I point out to Mr. Buchanan that at my all-boys Jesuit high school Brooklyn Prep (whose admission test Justice Scalia personally told me he had failed) we were drilled two hours a week by Mr. O’Connell to purge the Brooklynese "dese dems and doe's". We recited “trippingly off the tongue”, in unison, “mares eat oats and does eat oats and little lambs eat ivy”, and “John Styu-art Mill, by a mighty effort of the will, wrote Principles of Political Economy”.

We read E.B. White’s explanation of why “These are the times that try men’s souls” soars over “these are trying times for men’s souls”. We diagramed sentences in Latin, Greek, French, and English. Such work apparently constitutes part of a meritorious “lifetime” of effort only when made by white males engaged in “free and fair competition”. When made by a Puerto Rican woman from a Spanish-speaking home in the “Projects” it becomes flesh for Buchanan’s dagger.

Buchanan claims (without the slightest evidence) that “no one has brought forth the slightest evidence [Sotomayor] has the intellectual candlepower to sit on the Roberts court”. As but a beginning effort to judge the evidence (beyond her years on the bench since her nomination by George H.W. Bush), I suggest the PLI video above (Sotomayor’s remarks are at 9:04, 35:39, 42:25); and her remarks on the role of experience in judicial work here.
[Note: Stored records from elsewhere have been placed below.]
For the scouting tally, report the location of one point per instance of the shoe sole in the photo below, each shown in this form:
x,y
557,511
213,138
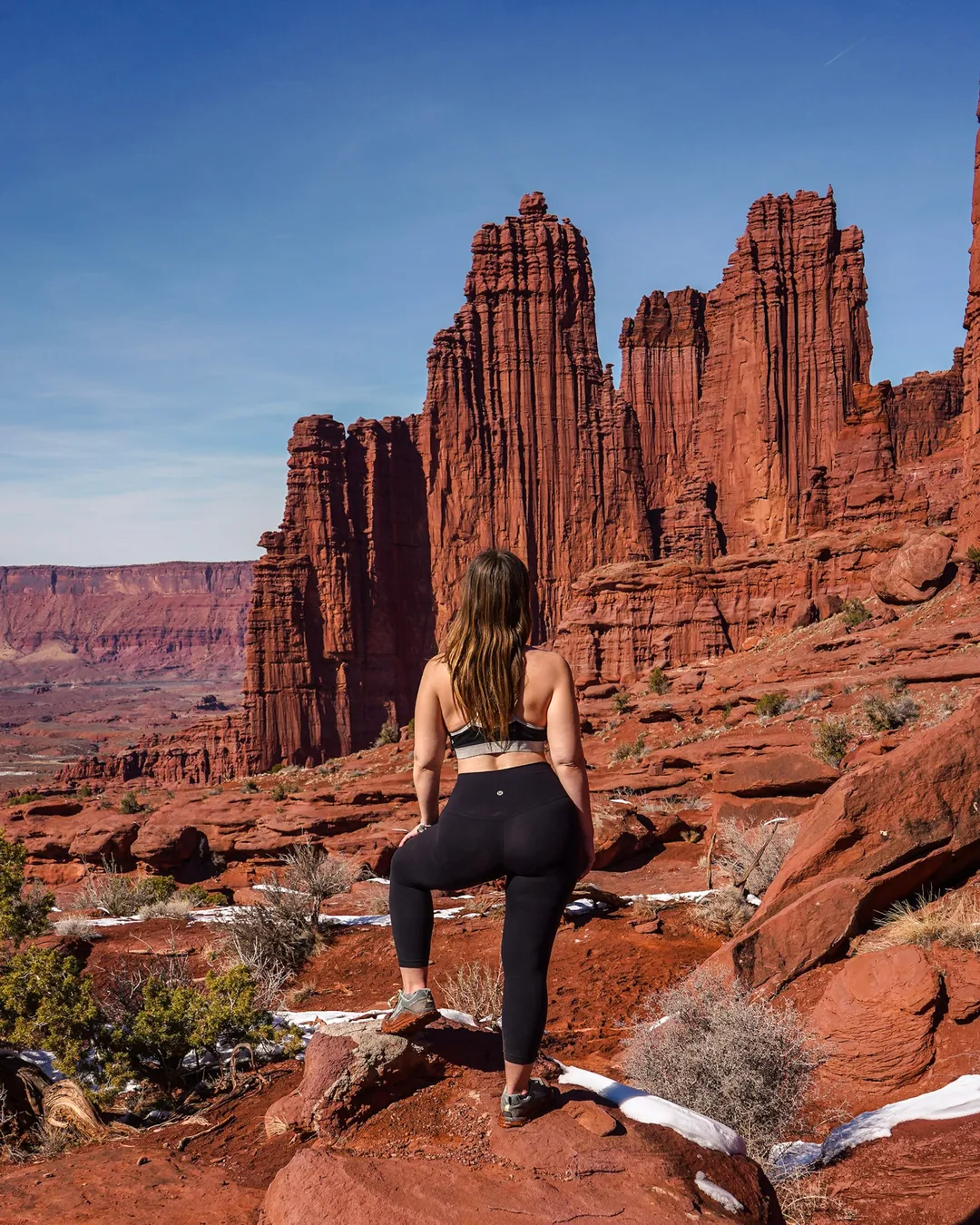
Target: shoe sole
x,y
408,1022
543,1109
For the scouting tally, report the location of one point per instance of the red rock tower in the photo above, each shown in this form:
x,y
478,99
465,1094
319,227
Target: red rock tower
x,y
525,446
969,510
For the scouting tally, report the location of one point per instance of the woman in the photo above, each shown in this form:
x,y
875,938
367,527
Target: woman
x,y
510,814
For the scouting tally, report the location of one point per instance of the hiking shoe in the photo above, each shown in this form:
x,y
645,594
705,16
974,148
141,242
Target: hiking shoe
x,y
410,1012
517,1109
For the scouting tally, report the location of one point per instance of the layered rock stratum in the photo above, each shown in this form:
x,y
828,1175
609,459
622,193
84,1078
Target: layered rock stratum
x,y
744,478
73,622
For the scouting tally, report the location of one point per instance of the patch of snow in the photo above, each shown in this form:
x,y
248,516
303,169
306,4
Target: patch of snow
x,y
690,896
955,1100
718,1193
43,1060
644,1108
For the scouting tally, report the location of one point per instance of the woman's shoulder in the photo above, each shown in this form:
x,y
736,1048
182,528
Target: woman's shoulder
x,y
544,661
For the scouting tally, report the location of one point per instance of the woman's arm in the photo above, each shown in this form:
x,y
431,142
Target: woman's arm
x,y
430,746
565,744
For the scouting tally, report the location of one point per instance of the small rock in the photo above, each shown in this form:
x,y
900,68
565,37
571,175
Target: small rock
x,y
595,1120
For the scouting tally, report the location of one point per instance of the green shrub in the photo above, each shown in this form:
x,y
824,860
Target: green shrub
x,y
854,612
770,704
118,895
832,739
44,1002
171,1019
20,916
143,1024
388,734
884,716
631,750
658,681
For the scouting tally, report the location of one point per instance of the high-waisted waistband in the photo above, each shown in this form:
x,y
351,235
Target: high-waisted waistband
x,y
505,793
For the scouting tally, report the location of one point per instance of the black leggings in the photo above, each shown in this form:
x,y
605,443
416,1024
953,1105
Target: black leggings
x,y
518,823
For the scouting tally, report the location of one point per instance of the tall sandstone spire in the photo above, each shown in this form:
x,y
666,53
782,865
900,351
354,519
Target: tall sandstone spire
x,y
522,444
740,395
969,510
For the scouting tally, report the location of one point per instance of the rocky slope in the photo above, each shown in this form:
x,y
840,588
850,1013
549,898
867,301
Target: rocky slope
x,y
74,622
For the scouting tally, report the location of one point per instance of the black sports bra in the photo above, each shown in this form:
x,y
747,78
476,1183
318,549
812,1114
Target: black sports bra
x,y
522,738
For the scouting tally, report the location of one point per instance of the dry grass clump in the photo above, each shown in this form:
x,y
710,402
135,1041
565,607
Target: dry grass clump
x,y
952,919
804,1200
854,612
476,989
770,704
310,871
753,854
118,895
745,1063
668,804
179,906
884,714
389,734
377,898
724,912
272,941
658,681
75,927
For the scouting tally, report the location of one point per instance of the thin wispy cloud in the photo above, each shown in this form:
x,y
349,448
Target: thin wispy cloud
x,y
833,59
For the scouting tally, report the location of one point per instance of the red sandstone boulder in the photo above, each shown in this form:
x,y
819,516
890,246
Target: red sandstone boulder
x,y
885,830
622,830
347,1071
781,773
550,1171
877,1018
914,573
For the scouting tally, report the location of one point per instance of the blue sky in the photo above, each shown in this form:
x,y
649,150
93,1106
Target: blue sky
x,y
216,217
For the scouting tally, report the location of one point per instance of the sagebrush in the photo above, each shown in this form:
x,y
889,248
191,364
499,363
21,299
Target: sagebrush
x,y
475,989
753,854
832,738
744,1063
120,896
630,750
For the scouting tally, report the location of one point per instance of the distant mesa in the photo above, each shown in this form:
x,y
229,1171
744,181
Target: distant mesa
x,y
744,468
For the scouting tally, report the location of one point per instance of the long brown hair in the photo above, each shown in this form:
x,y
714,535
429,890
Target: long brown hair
x,y
485,641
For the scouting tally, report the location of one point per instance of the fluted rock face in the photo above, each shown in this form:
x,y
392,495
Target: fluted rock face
x,y
969,516
741,394
340,620
181,618
744,478
524,443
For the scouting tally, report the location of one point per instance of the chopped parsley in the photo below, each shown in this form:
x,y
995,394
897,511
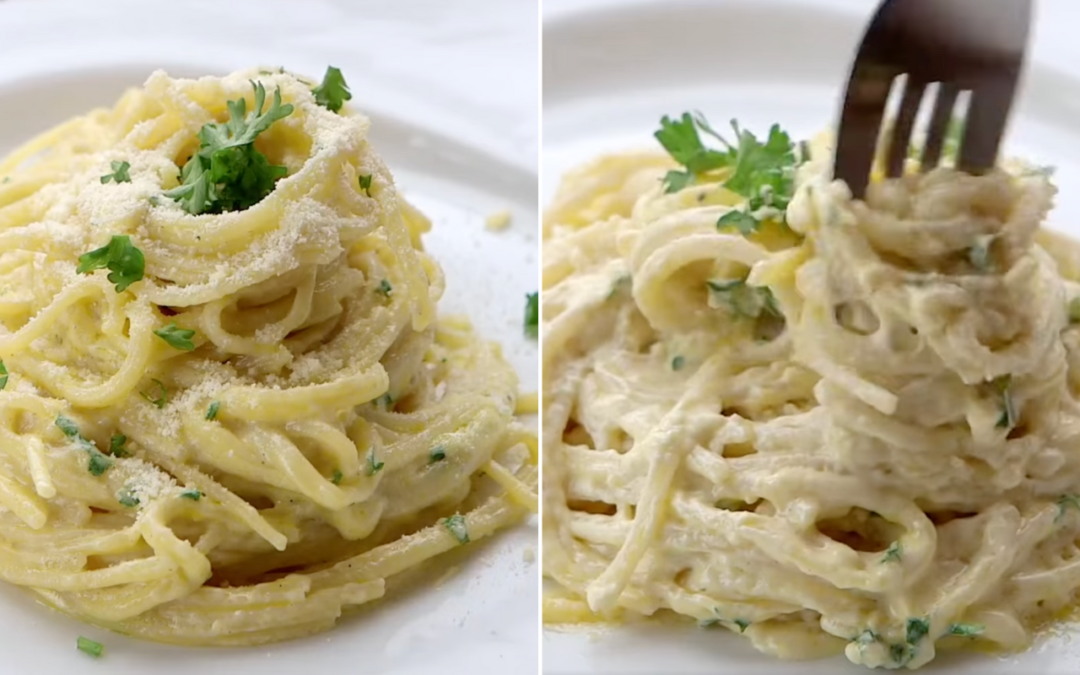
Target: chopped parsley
x,y
1074,310
967,630
117,445
162,395
98,462
683,142
456,525
979,255
917,629
88,646
893,553
177,337
227,173
532,314
119,173
373,466
333,92
124,261
742,299
1008,419
1064,502
127,498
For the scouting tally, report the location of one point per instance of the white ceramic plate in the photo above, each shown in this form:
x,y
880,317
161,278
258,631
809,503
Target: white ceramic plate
x,y
612,68
453,96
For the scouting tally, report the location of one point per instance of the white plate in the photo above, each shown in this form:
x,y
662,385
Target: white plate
x,y
453,95
613,67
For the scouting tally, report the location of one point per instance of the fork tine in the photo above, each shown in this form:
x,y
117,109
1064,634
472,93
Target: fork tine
x,y
985,126
861,121
902,129
940,120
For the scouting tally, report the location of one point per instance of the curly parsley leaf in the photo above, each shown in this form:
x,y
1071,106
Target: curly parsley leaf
x,y
228,173
373,464
98,462
124,261
456,525
119,173
333,92
88,646
117,445
127,498
532,314
683,142
1009,417
894,553
177,337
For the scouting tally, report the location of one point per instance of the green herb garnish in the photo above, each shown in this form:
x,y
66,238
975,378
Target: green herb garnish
x,y
162,396
119,173
228,173
117,445
1008,419
456,524
742,299
893,553
532,314
124,261
177,337
373,466
88,646
333,92
127,498
98,462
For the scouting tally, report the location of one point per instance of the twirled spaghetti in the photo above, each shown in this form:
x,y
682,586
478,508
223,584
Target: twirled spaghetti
x,y
320,431
853,430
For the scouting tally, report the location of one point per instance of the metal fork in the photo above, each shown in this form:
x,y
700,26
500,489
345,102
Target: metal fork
x,y
964,45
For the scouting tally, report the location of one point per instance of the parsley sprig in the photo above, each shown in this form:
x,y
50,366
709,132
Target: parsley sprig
x,y
532,314
124,261
228,173
98,462
333,92
761,171
177,337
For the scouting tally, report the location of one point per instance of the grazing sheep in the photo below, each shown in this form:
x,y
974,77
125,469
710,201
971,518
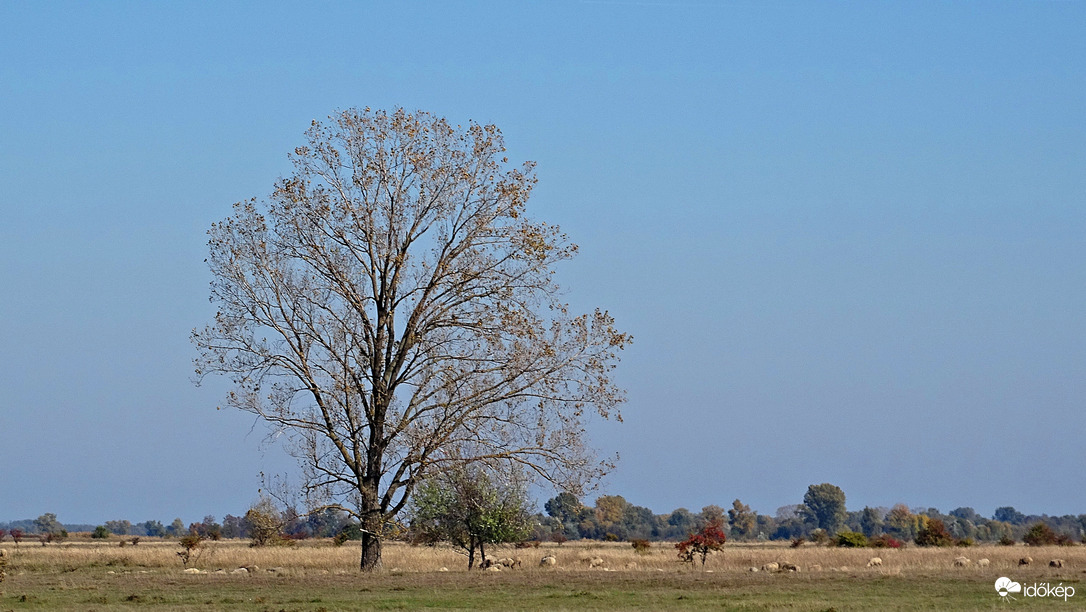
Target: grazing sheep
x,y
509,562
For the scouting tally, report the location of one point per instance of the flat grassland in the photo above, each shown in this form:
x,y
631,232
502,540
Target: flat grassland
x,y
315,575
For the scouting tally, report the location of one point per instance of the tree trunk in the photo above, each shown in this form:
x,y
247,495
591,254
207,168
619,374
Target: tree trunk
x,y
370,552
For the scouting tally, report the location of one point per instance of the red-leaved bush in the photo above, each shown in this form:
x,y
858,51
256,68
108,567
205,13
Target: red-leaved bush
x,y
710,538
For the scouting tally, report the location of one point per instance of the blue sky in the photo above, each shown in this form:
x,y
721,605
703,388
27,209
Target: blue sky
x,y
846,237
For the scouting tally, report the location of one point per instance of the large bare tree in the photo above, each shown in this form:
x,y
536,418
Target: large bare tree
x,y
392,306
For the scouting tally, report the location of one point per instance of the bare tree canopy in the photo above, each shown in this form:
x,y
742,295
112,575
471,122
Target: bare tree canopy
x,y
393,307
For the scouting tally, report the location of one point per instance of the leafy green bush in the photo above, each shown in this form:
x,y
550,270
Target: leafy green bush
x,y
885,540
934,533
1040,534
851,539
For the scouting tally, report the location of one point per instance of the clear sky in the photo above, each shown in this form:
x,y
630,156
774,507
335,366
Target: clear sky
x,y
847,237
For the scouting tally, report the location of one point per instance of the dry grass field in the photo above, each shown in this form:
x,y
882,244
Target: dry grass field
x,y
318,576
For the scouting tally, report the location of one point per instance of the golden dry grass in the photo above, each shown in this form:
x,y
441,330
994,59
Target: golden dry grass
x,y
315,557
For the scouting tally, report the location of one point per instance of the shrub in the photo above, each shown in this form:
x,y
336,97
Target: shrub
x,y
710,538
934,533
851,539
265,523
348,533
885,540
191,546
1039,534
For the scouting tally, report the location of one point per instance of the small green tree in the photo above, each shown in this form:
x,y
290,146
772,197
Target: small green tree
x,y
743,520
1040,534
118,527
851,539
871,522
176,528
264,522
824,507
933,532
470,507
48,524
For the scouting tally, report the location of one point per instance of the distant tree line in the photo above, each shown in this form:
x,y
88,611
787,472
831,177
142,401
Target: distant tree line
x,y
822,515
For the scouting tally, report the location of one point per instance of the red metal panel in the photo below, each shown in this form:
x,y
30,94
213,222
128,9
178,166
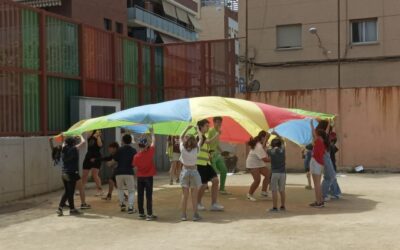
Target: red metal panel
x,y
98,54
10,36
11,103
102,90
119,59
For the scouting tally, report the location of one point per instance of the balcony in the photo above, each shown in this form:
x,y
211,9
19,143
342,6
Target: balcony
x,y
142,17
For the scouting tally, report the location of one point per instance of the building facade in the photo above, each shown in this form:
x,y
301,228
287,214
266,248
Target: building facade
x,y
334,56
163,21
282,50
110,15
219,19
154,21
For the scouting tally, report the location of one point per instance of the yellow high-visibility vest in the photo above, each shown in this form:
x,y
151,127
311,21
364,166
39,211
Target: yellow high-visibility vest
x,y
203,158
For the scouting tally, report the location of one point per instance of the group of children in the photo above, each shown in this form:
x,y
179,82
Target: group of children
x,y
199,161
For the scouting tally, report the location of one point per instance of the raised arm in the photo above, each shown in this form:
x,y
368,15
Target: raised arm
x,y
200,142
215,137
313,130
51,143
99,141
81,142
153,137
184,132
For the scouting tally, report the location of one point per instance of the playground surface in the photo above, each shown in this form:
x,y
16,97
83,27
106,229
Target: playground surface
x,y
367,217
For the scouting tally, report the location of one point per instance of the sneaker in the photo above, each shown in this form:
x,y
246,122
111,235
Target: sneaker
x,y
274,210
151,217
85,206
183,217
224,192
317,205
59,212
251,198
99,193
336,197
196,217
216,207
131,210
75,212
107,198
201,207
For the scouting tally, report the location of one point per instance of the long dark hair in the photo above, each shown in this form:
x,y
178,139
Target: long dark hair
x,y
253,141
201,124
325,138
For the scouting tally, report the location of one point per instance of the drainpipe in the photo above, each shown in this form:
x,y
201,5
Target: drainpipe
x,y
339,89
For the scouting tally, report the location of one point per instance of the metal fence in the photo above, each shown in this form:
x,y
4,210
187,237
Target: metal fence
x,y
45,59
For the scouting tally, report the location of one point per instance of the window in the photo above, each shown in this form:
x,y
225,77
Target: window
x,y
119,28
107,24
364,31
288,36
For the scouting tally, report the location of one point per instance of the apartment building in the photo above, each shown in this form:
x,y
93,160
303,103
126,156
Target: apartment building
x,y
154,21
293,44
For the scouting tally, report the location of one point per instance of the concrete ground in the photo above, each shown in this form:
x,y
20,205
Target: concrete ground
x,y
366,218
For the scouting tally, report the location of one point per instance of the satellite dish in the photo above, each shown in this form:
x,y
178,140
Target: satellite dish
x,y
253,86
241,80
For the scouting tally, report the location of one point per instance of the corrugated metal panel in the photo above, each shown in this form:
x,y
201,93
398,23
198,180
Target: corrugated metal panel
x,y
146,70
102,90
131,97
62,47
119,59
146,52
130,62
30,39
98,57
10,103
40,3
159,74
31,103
10,38
59,92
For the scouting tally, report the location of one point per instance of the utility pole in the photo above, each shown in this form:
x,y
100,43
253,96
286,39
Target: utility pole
x,y
247,45
339,83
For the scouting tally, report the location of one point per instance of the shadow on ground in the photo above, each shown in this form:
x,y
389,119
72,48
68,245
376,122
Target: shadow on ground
x,y
167,202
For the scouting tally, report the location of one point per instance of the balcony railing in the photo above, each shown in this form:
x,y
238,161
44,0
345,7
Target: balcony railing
x,y
231,4
146,18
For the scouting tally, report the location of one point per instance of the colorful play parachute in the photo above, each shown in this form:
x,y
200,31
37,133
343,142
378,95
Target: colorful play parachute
x,y
241,118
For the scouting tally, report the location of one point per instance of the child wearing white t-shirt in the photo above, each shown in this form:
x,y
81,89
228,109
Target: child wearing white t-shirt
x,y
256,164
189,177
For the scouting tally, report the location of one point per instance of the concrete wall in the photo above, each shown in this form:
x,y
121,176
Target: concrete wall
x,y
26,168
368,124
212,23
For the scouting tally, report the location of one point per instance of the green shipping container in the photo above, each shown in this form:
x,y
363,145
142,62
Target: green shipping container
x,y
130,61
59,92
159,73
30,39
131,97
146,64
62,47
31,103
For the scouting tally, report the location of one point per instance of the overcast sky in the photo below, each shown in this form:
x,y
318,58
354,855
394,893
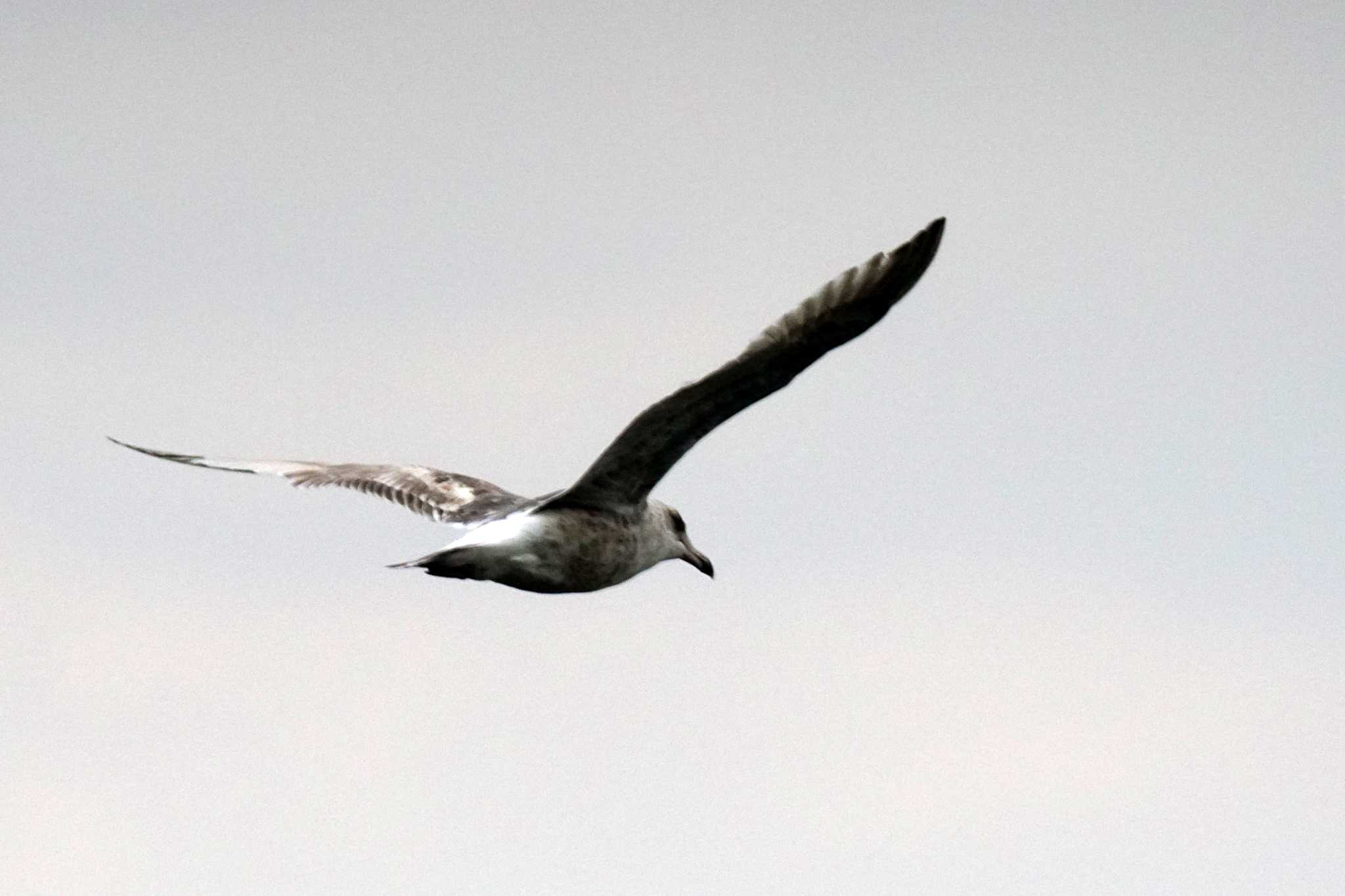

For the final proof I look forward to her (third) Senate confirmation hearings. In particular I will relish the moment when she tells the nation that she is proud to be a Puerto Rican from the Bronx. There will be many moist eyes watching her on television. And few will hear Pat Buchanan grinding his teeth as his forces lose another round. Change has come to America.

1 comment:

  1. The whole thing, Buchanan/Sotomayor saddens me. They're both Catholics - at least in name - they both part-take of the same sacraments. Buchanan always has been a racist, something not close to Christ-like. He's Irish, and that assumes his reason for hating.

    Ironic that Buchanan has stuck himself to the likes of Nixon, who resigned under disgrace, George W. Bush, who will be anointed by history as the country's worst president. Buchanan just can't get it.

    Bottom line: he's a loser. So why do the talk shows pay him to badmouth minorities?